I grew up watching romantic comedies with my dad. I loved– and still love– watching romance movies. There was something about those movies that stirred my little-girl heart watching the love story unfold.
Guy and Girl meet.
Guy and Girl like each other (as more than friends).
Hilarious mistakes ensue.
Guy gets Girl.
That’s usually how the plot of every romance movie goes, anyway. Think The Notebook, Notting Hill, 10 Things I Hate About You– the guy pursues the girl and usually gets her in the end.
But in real life, I think dating goes something like this:
Guy and Girl meet.
Guy and Girl secretly like each other.
Girl tells her best friend who tells Guy’s best friend, who tells Guy that Girl likes him.

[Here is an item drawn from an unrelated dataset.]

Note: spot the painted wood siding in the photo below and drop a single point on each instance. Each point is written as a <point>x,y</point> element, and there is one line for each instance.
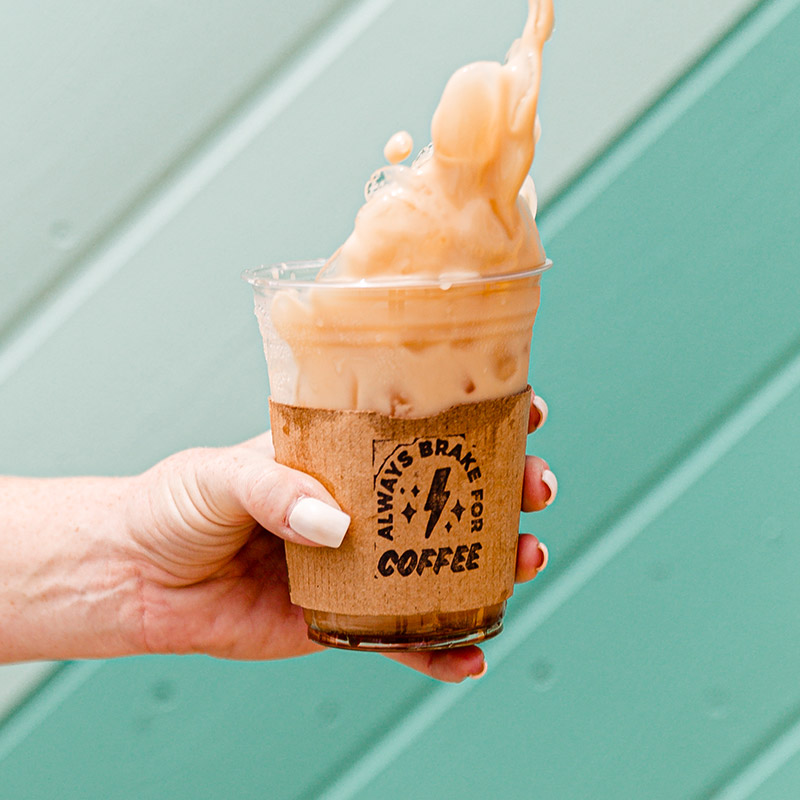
<point>150,151</point>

Guy gets the phone number of Girl from her best friend, Guy texts Girl.
Guy asks Girl out over text.
Girl wonders what time Guy will pick her up because he never specified.
Guy picks Girl up for the date (maybe on time… maybe not).
Guy and Girl enjoy the date. Guy doesn’t text until four days later.
Girl wonders if Guy still likes her.
Guy wonders if Girl still likes him.
And so on and so forth. The dating relationship continues, and the whole time neither party really understands what’s going on or where the relationship is going. They dance around the “DTR moment” (DTR: Define The Relationship) until someone gets impatient and brings the topic up. And more often than not, the two parties have different ideas of where the dating relationship is headed.
And both parties suffer.
In today’s world, dating is one of the most unclear and confusing life processes. It is often described as “too much work” and “unpleasant”– a process that should be described as "exciting" and "full of adventure". And it is all because we have forgotten the art of clarity.
The word clarity derives from the word clear, which itself has 74 definitions. Among those definitions are easily seen or sharply defined and free from confusion, uncertainty or doubt.
In short, to avoid pain in dating, we need better communication.
We need to spell out our intentions–where we want the relationship to go– at the beginning of the relationship, not somewhere else down the line. Maybe not on the first date, but don’t wait until the 20th date either.
We also need to make more of an effort to understand the other person. What are they feeling? Are there certain personal boundary lines they want to draw? The last thing you want is accidentally lead someone on.
To do this, we need to push past the awkwardness of having the conversation and actually have the conversation. Clarity can often bring discomfort– a feeling we are quick to avoid.
But having these conversations means that we don’t waste our time with someone who doesn’t want the same things we want. Our time is one of the most valuable things we have and we don’t want to live with the regret of throwing it away.
We need to bring clarity back. Not as a fad or a trend, but as a social principle. Only then will our relationships start to treat us better.